Jacobson's appearance, in conversation with her close friend D'arcy Carden (Janet from The Good Place!) was in support of Jacobson's first collection of personal essays, I Might Regret This. The book is the result of Jacobson trying to figure out a way to deal with the most painful break up of her life, which also happened to be her first with a woman. "Being out of control in love is glorious," she writes in a chapter titled "Heartbreak City." "It's the closest thing we have to magic. But being out of control in heartbreak...? I wouldn't wish that upon anyone. It's unnerving, it's manic, it's hopeless."
At a loss as to how she could heal, Jacobson got in her car and decided to spend three weeks driving from New York City to Los Angeles to clear her head, occupy herself with a new project and try and figure out what went wrong.

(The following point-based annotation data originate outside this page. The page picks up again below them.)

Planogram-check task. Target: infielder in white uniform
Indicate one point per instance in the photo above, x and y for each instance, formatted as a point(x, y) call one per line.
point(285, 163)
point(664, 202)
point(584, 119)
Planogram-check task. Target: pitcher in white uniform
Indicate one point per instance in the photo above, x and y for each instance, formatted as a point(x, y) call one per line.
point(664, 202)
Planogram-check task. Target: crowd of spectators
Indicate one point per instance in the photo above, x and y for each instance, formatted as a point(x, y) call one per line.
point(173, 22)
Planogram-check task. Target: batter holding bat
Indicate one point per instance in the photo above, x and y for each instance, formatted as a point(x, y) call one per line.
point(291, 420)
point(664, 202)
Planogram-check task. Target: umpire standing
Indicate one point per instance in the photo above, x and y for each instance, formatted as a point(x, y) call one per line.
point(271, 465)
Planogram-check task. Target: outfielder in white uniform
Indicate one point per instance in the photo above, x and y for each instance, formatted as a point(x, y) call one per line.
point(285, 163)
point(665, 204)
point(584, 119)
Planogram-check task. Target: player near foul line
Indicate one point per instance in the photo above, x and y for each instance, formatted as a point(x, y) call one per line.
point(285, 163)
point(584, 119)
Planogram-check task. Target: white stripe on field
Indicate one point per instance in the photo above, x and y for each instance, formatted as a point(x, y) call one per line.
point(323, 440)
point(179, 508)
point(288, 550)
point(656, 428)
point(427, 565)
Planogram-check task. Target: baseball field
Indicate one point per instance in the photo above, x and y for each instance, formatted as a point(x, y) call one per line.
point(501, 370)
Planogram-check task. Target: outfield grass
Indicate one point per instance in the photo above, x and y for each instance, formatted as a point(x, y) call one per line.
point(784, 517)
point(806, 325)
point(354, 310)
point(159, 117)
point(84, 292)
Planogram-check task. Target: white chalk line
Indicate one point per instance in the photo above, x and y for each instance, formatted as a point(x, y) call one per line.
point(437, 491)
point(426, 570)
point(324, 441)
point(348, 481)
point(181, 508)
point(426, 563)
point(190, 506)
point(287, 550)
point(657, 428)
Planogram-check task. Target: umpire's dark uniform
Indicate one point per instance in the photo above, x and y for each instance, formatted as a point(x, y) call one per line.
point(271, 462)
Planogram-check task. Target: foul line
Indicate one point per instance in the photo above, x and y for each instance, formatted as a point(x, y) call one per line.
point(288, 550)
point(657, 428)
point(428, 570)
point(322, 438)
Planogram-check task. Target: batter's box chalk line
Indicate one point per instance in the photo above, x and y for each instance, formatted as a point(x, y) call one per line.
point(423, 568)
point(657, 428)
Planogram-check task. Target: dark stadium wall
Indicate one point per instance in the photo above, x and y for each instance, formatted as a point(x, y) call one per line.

On Saturday, she told the Nourse it was one of the most terrifying things she's ever done, "but now that scariness is like my flashlight for what I want to do next. The scariness is good." Her words echo something Dave Chapelle told students at Allen University earlier this year: "It's okay to be afraid, because you can't be brave or courageous without fear." Carden got emotional about the importance of her friend's trip. "It was good for you," she said. "When you left, you were a shell, and at the end, my friend was back."